Just at the moment when we tossed our last flowers and named the last inner changes we hope to make, all the birds of the swamp rose into the air at once! A hawk landed protectively to watch over us on our right. A great blue heron seemed to hold counsel among all the small birds in front of us. A white egret floated above the children to our left, like a spirit with some special insight. It was a moment of connection, spirit, and peace as a family. According to Steiner, for the ancients Autumn was the time to gain knowledge from nature and to read the signs in nature like messages to be decoded.

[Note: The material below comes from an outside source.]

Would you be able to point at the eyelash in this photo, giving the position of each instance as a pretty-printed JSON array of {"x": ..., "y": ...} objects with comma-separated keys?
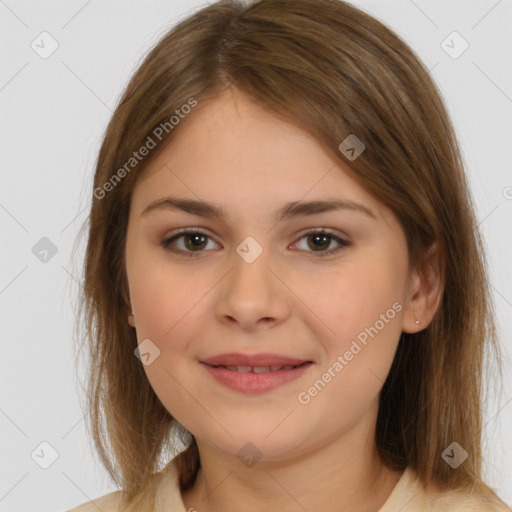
[{"x": 320, "y": 231}]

And so, I was reassured that it doesn’t have to be summer to feel this way! I can let go and move into Autumn. The Earth inhales her forces and we pull back closer to the soil, noticing nuts, seeds and cones dropping there. Waiting for the first rains that will bring those seeds back to life. After sleeping patiently through our Mediterranean dry season, they wake up drowsily to slow and steady winter growth. Rains that will bring decomposition of all the dry and dusty matter piling up — death and decay in the darkness of winter. All of this is coming, a solitary and darker time. Time to kindle our own inner light and inner strength. To look inside and see what we are made of, as we started to on Yom Kippur!

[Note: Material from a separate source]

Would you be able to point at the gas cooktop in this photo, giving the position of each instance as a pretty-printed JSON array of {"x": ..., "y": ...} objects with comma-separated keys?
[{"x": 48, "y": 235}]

I’ve learned a lot about Michaelmas this season, here at the point of balance between reaching out to the cosmos in summer and burrowing into the earth in winter. Two images were my favorite for my children’s ages this year. The shooting stars from late Summer meteor showers, bringing iron and minerals from the cosmos to penetrate the earth and give us inner strength. The star in the middle of an apple, the cosmic star hidden within the earth’s fruit. Also hidden beneath many eucalyptus cones around here!

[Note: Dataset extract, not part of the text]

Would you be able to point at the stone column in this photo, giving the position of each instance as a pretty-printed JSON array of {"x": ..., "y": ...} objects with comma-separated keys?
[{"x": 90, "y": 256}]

I am telling an Autumn puppet story from Tamara Chubarovksy’s repertoire, gnomes and all. No colored leaves here: our hombrecillo de otoño is waking up the seed babies who have slept through our dry drought of summer, caring for them as they sprout with the first rains. Mami is making mermelada de claudias and the bushy-tailed ardilla is collecting nuts. The gnomes are hiding . . . can you see them?

Oct2015

Looking forward to colada morada and guaguas de pan in a few more weeks! And to see what the depths of Autumn bring.